I’ve been playing around with flume-ng
and its
HDFS
sink recently to try to understand how I can stream data
into HDFS
and work with it using Hadoop. The documentation for
flume-ng
is unfortunately lacking, so I’ve typed up some quick notes
on how to configure and test the HDFS
sink.
This document assumes that you have Hadoop installed and running
locally, with flume-ng
version 1.2.0
or above.
In this example, the name of our agent is just agent
. First, let’s
define a channel for agent
named memory-channel
of type memory
.
# Define a memory channel on agent called memory-channel.

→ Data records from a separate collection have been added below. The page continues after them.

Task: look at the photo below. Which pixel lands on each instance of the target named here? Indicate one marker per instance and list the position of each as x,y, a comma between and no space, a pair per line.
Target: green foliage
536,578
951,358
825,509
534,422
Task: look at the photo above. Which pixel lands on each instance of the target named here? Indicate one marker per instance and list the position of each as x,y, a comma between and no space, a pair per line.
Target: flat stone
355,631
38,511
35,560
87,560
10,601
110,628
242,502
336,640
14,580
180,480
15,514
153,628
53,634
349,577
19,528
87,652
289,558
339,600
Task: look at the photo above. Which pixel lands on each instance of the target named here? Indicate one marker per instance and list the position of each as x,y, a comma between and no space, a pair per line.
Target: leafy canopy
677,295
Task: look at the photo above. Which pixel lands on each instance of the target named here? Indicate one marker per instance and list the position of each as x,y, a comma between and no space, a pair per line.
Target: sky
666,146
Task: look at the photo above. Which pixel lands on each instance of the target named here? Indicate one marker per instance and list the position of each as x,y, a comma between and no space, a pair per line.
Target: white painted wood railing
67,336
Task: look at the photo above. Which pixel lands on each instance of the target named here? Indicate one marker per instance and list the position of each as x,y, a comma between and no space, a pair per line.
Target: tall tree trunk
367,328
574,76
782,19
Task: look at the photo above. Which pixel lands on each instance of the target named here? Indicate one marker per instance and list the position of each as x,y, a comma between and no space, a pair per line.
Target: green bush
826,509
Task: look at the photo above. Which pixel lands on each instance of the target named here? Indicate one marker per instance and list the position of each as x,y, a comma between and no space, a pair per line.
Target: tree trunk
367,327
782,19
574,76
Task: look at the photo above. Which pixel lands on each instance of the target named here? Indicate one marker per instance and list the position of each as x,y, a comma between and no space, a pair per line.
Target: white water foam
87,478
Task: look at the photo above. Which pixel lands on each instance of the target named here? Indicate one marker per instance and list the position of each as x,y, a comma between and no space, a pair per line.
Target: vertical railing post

agent.channels.memory-channel.type = memory
Next, let’s configure a source for agent
, called tail-source
, which
watches the system.log
file. Let us also assign it to the
memory-channel
.
# Define a source on agent and connect to channel memory-channel.
agent.sources.tail-source.type = exec
agent.sources.tail-source.command = tail -F /var/log/system.log
agent.sources.tail-source.channels = memory-channel
Now, configure two sinks: logger and HDFS
. Then, we specify the path
to the name node for HDFS
, pointing to the output path of where we
want the files stored.
# Define a sink that outputs to logger.
agent.sinks.log-sink.channel = memory-channel
agent.sinks.log-sink.type = logger
# Define a sink that outputs to hdfs.
agent.sinks.hdfs-sink.channel = memory-channel
agent.sinks.hdfs-sink.type = hdfs
agent.sinks.hdfs-sink.hdfs.path = hdfs://localhost:54310/tmp/system.log/
agent.sinks.hdfs-sink.hdfs.fileType = DataStream
Then, we configure the agent’s channels, sources and sinks.
# Finally, activate.
agent.channels = memory-channel
agent.sources = tail-source
agent.sinks = log-sink hdfs-sink
Finally, let’s start the flume agent, logging all output to the console,
and starting agent agent
.
# Run flume-ng, with log messages to the console.
$ bin/flume-ng agent --conf ./conf/ -f conf/flume.conf \
-Dflume.root.logger=DEBUG,console -n agent
Finally, you should see output like this as data is written to the filesystem.
2013-06-18 14:00:49,784 (hdfs-hdfs-sink-call-runner-0) [INFO - org.apache.flume.sink.hdfs.BucketWriter.doOpen(BucketWriter.java:189)] Creating hdfs://localhost:54310/tmp/system.log//FlumeData.1371589249458.tmp
Success!